Asia's third-largest economy is targeting close to 15 percent export growth in the current fiscal year, following a drop of 4.7 percent in the 2009/10 fiscal year.
Global trade flows are expected to rebound by nearly 10 percent in 2010, the World Trade Organisation has said.
Khullar said iron ore exports for April-May have more than doubled over a year earlier, while oil exports have benefited from India's growing refining capacity and rising external demand.
Indian exports have grown strongly in the past half year after 13 straight months of decline. Some sectors lag and the federal government has provided aid to struggling exporters.
India has exported $33 billion worth of goods in April and May, the first two months of the current fiscal year, a rise of 35.7 percent, Khullar said. He said he was "cautiously optimistic" about exports in the coming months despite economic uncertainty in Europe.
"The exchange rate depreciation of the euro is making European goods more competitive than Indian goods," he said.
Oil imports have surged on higher demand and prices while India's appetite has also risen for ferrous and non-ferrous metals, machine tools and transport equipment, he said.
"What are you are really seeing is evidence on the import side of the reason why 17.6 is your growth," he said.
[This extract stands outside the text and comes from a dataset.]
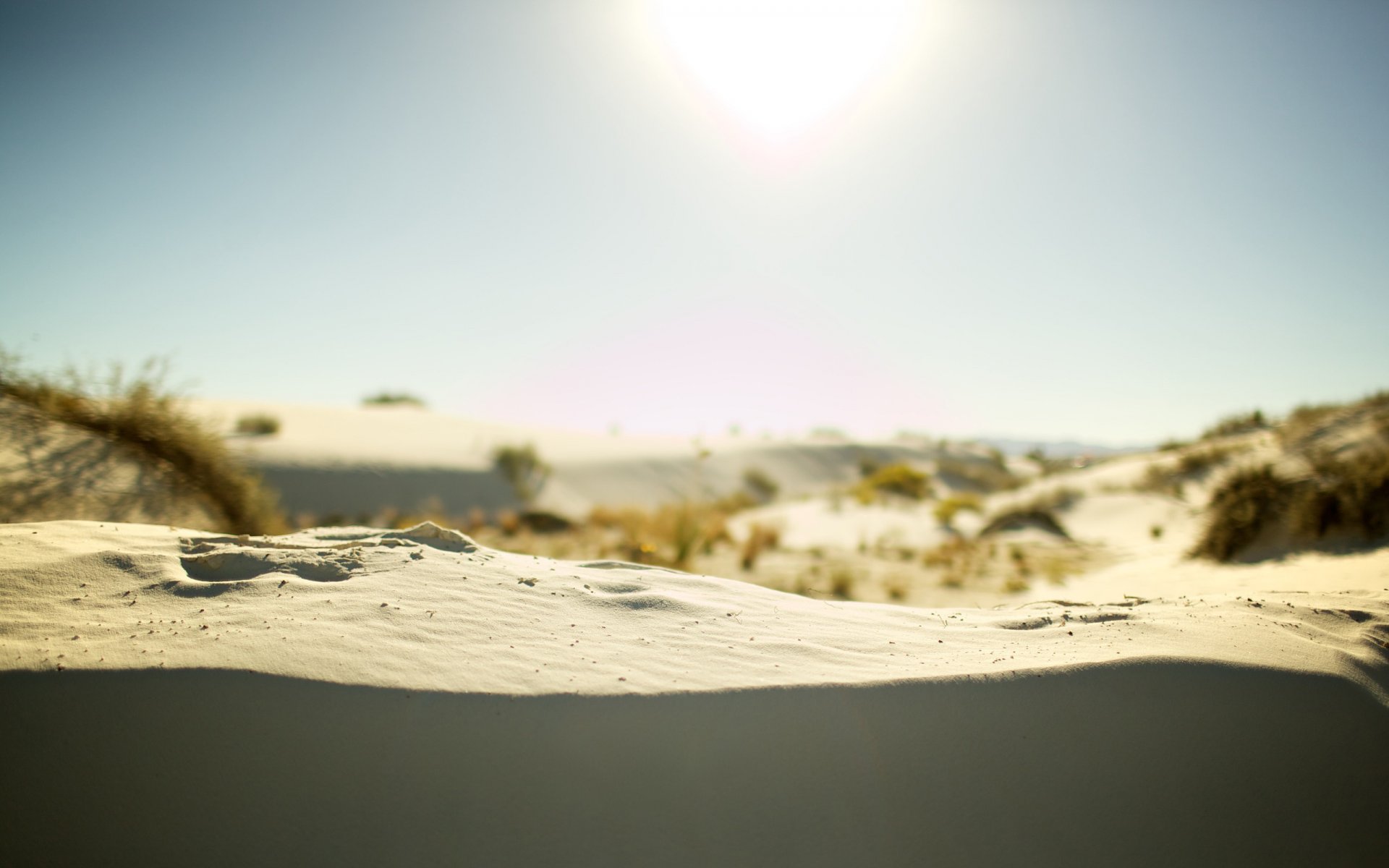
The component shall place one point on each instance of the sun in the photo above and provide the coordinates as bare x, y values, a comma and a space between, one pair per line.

India's industrial output rose 17.6 percent in April from a year earlier, the strongest since December 2009.
India's current account deficit widened marginally in the December quarter to $12.03 billion because of a decline in invisible receipts.
"A lot of industry is now building up their capacity," said N.R. Bhanumurthy, economist at National Institute of Public Finance and Policy, a Delhi-based think tank.
"This year the policymakers are more or less mentally prepared for a higher current account deficit," he added. "It is not a scary situation because we have a huge cushion in foreign exchange reserves."